Ex-Mitarbeiter und Jugendliche berichteten im ORF von Erniedrigungen durch Betreuer. Die Einrichtung weist die Vorwürfe zurück und droht mit Anzeige wegen Verleumdung.

In Niederösterreich herrscht Aufregung um angebliche Missstände in einer Jugend-Wohneinrichtung des Bundesverbandes Therapeutische Gemeinschaften (TG). In der "ZiB 2" berichteten ehemalige Mitarbeiter und drei Jugendliche am Freitag von Erniedrigungen durch Betreuer. TG-Geschäftsführer Hermann Radler wies diese Vorwürfe in einer Aussendung am Samstag "zu 100 Prozent" zurück.

Ein Facebook-Eintrag eines Sozialarbeiters über einen herzkranken Bewohner, der in einem Auto ohne Kennzeichen gehaust habe, weil er vom Heim weggewiesen worden sein soll, hat den Fall ins Rollen gebracht.
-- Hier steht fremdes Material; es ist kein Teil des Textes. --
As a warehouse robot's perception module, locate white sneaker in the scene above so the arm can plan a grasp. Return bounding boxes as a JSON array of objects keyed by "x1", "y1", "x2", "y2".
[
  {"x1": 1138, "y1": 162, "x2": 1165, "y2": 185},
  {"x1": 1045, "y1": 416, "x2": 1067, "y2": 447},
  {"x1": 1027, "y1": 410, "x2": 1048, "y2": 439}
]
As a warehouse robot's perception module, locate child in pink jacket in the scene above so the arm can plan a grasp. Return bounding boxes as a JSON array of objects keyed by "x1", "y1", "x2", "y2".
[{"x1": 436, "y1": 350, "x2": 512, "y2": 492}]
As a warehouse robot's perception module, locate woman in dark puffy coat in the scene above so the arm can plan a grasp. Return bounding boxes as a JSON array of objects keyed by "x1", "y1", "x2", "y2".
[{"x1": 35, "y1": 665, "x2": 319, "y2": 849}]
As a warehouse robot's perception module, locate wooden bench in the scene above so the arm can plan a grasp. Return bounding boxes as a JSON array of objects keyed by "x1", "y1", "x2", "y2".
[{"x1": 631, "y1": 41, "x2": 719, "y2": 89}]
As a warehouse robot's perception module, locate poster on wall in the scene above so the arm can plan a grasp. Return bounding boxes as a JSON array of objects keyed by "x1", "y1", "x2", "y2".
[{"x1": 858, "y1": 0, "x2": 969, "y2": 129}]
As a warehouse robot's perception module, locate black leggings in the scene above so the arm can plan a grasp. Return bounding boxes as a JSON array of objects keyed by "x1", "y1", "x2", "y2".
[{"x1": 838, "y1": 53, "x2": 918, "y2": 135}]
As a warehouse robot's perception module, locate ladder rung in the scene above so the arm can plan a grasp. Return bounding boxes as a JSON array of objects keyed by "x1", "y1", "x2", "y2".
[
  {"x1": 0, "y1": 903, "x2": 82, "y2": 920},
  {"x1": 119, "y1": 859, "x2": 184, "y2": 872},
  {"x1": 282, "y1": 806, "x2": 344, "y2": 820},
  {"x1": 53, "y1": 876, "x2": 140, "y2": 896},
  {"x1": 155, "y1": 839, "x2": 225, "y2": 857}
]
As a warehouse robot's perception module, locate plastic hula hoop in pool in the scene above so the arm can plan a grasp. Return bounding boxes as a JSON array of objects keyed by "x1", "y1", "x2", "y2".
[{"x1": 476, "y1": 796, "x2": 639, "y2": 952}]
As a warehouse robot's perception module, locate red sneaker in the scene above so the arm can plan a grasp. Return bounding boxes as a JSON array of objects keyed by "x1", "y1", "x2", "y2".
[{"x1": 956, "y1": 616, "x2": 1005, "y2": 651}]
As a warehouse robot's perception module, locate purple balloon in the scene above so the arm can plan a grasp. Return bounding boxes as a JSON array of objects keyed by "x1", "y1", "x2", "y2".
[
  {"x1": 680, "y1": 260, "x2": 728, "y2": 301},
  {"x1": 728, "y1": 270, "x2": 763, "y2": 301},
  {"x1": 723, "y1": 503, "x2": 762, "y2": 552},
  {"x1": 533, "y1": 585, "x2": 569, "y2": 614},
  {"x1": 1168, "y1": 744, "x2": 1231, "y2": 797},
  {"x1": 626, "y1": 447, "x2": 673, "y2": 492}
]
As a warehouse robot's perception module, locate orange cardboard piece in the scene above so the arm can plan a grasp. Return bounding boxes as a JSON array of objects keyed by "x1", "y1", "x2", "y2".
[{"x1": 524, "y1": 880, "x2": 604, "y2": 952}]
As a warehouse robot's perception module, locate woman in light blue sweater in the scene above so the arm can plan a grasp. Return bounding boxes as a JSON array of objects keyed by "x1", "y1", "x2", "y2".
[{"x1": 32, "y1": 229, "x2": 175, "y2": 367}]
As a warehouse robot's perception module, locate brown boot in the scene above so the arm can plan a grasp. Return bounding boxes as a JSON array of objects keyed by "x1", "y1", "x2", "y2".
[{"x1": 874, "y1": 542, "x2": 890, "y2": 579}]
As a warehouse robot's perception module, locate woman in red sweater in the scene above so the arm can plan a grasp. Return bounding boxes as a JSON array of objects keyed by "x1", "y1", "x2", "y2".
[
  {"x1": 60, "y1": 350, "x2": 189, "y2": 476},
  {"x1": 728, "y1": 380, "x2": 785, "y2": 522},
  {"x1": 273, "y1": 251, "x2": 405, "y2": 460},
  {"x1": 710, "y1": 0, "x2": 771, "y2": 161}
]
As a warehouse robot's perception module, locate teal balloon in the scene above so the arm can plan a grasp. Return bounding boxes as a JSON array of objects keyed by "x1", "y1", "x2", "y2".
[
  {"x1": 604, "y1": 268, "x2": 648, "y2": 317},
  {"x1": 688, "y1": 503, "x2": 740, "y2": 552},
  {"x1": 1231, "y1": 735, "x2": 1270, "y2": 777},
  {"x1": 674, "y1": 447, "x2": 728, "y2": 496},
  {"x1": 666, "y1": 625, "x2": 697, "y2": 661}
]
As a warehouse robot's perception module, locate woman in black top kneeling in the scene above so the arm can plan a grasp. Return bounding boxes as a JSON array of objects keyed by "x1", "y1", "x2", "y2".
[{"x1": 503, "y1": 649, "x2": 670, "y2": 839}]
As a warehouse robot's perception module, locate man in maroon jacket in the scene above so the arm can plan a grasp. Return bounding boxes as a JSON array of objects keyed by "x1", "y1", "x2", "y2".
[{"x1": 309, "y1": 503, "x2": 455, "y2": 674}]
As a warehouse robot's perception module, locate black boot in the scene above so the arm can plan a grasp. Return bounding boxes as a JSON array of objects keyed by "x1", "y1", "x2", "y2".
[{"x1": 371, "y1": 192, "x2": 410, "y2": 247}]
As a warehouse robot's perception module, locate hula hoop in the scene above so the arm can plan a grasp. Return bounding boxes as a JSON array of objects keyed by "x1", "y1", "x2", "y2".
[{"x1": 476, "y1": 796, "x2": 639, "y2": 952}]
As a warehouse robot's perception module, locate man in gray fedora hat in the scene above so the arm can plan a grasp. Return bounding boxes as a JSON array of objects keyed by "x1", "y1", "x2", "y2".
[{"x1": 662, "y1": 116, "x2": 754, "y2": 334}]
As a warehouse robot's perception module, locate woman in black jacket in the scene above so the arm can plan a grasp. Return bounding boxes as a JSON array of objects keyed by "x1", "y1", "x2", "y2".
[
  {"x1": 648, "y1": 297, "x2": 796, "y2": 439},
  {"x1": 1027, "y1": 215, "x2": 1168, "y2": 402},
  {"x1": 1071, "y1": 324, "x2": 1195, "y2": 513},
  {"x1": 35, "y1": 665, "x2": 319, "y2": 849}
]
Ein ehemaliger Mitarbeiter sagte in dem Fernsehbericht, dass Bewohner etwa kalt abgeduscht wurden oder im Stehen essen mussten. Ein Jugendlicher erzählte, ein Betreuer habe ihn am Hals genommen "und mich hingehaut". Er habe daraufhin ein Blackout gehabt.

Ein ehemaliger Mitarbeiter berichtete weiters, dass jene Leute, die solche Missstände melden, gekündigt würden und nicht jene, die derart handeln würden. Es herrsche eine "70er-/80er-Jahre-Pädagogik". Außerdem würde man bei Besuchen durch die Volksanwaltschaft das Team der Volksanwaltschaft ablenken, Kaffee anbieten und währenddessen Spuren beseitigen.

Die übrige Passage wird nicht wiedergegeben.